Keinginan Emak sudah tidak bisa ia sangkal. Ia tak mampu berdiplomasi lagi.
Sejenak Adi tak
bersuara. Selama ini ia mengamen memang hanya untuk menambah uang jajan yang ia
anggap kurang. Tetapi tidak memenuhi keinginan Emak bukanlah keputusan yang
tepat pula. Akhirnya
ia hanya mampu mengangguk sambil bersuara lirih
“Ia Mak, Adi janji.”
*** *** ***
30 Nopember 2011
Suasana kelas kali ini sangat ramai. Bukan karena guru yang
mendadak rapat lalu anak-anak leluasa membuat keributan, tetapi pelajaran yang diajarkan menuntut anak-anak untuk bercerita satu sama lain tentang cita-cita mereka. Pelajaran Sejarah
yang diajarkan pak Heri selalu memukau murid dengan pekikan dan kata-kata yang
membakar semangat. Meski umurnya hampir menyamai umur sekolah ini, Pak Heri tak
kalah bersemangat dengan anak muda masalah bercerita dan berorasi. Beliau
selalu membawakan pelajaran dengan penuh gairah.
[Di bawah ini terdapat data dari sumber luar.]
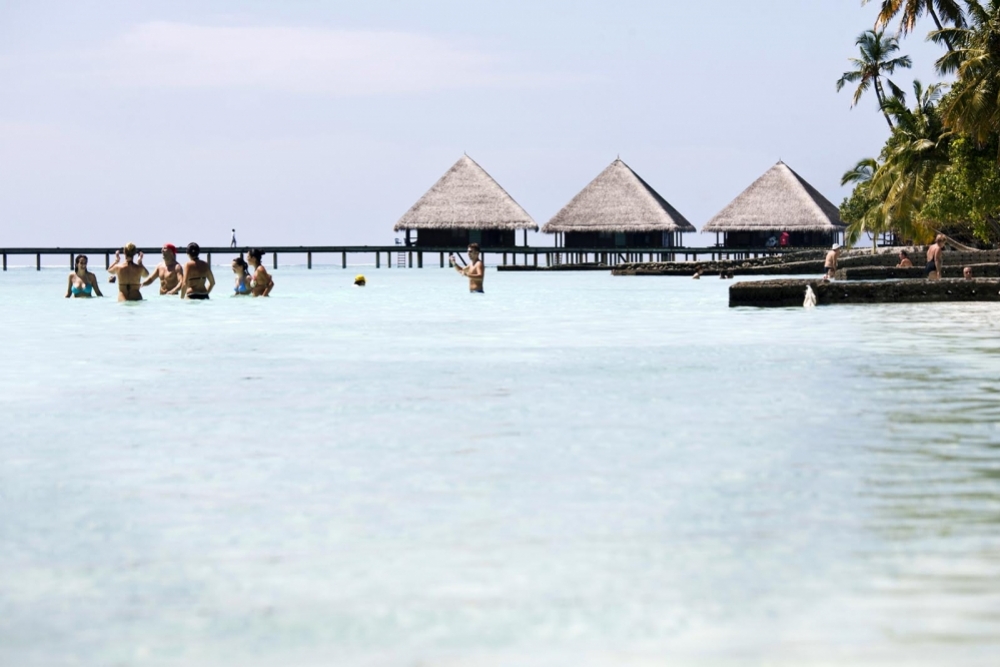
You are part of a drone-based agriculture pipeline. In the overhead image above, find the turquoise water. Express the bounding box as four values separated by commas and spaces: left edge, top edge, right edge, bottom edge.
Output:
0, 267, 1000, 666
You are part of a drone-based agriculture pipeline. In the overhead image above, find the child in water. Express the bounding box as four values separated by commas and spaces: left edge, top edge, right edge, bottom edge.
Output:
233, 255, 250, 296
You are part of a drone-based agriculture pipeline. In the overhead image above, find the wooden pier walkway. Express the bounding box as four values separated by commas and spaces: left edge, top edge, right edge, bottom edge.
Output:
0, 245, 806, 271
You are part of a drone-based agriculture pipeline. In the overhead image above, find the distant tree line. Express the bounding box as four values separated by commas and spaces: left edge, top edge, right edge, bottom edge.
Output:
837, 0, 1000, 245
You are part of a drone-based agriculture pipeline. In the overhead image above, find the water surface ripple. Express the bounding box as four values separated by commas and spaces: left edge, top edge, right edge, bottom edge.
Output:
0, 267, 1000, 666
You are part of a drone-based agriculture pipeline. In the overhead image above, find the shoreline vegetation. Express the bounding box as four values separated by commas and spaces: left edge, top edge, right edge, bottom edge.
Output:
836, 0, 1000, 250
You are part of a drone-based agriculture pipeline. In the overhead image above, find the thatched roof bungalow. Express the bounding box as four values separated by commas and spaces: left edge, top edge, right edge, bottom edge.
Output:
542, 158, 696, 248
701, 162, 847, 248
393, 155, 538, 248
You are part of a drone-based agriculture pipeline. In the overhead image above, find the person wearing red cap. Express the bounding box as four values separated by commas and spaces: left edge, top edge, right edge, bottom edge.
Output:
143, 243, 184, 294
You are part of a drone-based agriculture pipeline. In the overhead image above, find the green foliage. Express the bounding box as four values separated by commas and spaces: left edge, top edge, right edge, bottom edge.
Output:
837, 30, 913, 128
920, 135, 1000, 243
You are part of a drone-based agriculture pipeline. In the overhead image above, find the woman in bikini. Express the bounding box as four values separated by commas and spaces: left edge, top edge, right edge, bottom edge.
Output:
66, 255, 104, 299
108, 243, 149, 301
233, 255, 250, 296
181, 242, 215, 301
247, 248, 274, 296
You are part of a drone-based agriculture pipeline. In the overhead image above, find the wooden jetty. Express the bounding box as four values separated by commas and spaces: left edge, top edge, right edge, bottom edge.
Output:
729, 278, 1000, 308
0, 245, 800, 271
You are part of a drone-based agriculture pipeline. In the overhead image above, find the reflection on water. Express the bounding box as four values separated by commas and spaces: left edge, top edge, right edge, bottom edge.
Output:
0, 268, 1000, 665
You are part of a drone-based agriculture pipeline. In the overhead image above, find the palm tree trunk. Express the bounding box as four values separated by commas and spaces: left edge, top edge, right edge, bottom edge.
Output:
927, 0, 955, 51
875, 78, 896, 130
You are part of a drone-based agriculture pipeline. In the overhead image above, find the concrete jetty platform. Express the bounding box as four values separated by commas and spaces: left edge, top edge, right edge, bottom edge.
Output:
837, 264, 1000, 280
729, 278, 1000, 308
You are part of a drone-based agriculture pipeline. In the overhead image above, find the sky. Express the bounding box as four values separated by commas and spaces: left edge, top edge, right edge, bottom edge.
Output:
0, 0, 952, 247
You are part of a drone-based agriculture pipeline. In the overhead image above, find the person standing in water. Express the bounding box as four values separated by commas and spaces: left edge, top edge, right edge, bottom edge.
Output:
233, 255, 250, 296
142, 243, 184, 295
181, 242, 215, 300
823, 243, 843, 280
924, 234, 945, 280
66, 255, 104, 299
449, 243, 486, 294
247, 248, 274, 296
108, 243, 149, 301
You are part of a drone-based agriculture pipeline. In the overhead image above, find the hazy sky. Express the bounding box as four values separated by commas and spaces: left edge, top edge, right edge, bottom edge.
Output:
0, 0, 938, 246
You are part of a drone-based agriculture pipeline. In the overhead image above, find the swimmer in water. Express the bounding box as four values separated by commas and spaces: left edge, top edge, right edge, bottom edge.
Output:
247, 248, 274, 296
66, 255, 104, 299
108, 243, 149, 301
448, 243, 486, 294
181, 242, 215, 301
142, 243, 184, 295
233, 255, 250, 296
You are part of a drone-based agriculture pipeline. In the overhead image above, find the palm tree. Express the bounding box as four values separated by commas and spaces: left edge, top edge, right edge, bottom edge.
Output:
869, 80, 948, 239
837, 29, 916, 129
861, 0, 965, 50
840, 158, 889, 254
930, 0, 1000, 152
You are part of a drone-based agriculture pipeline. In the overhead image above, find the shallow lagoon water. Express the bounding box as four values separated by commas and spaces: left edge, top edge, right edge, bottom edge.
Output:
0, 267, 1000, 666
Dan tema pergerakan nasional
menambah riuhnya teriakan dan tepuk tangan para murid
“Sukarno muda dulu
itu ......”
“Sudah berani
berteriak didepan para penjajah......”
“Di Gedung
Indonesia menggugat .....”
“Di depan para Belanda ......”
“Sukarno berteriak lantang ....”
“Indonesia memiliki cita-cita luhur .....”
“Yaitu Indonesia Merdeka !! ...”
“Sukarno tak segan membuka borok Belanda ....”
“Tak takut berhadapan dengan musuh ...”
“Karena Sukarno memiliki cita-cita tinggi ....”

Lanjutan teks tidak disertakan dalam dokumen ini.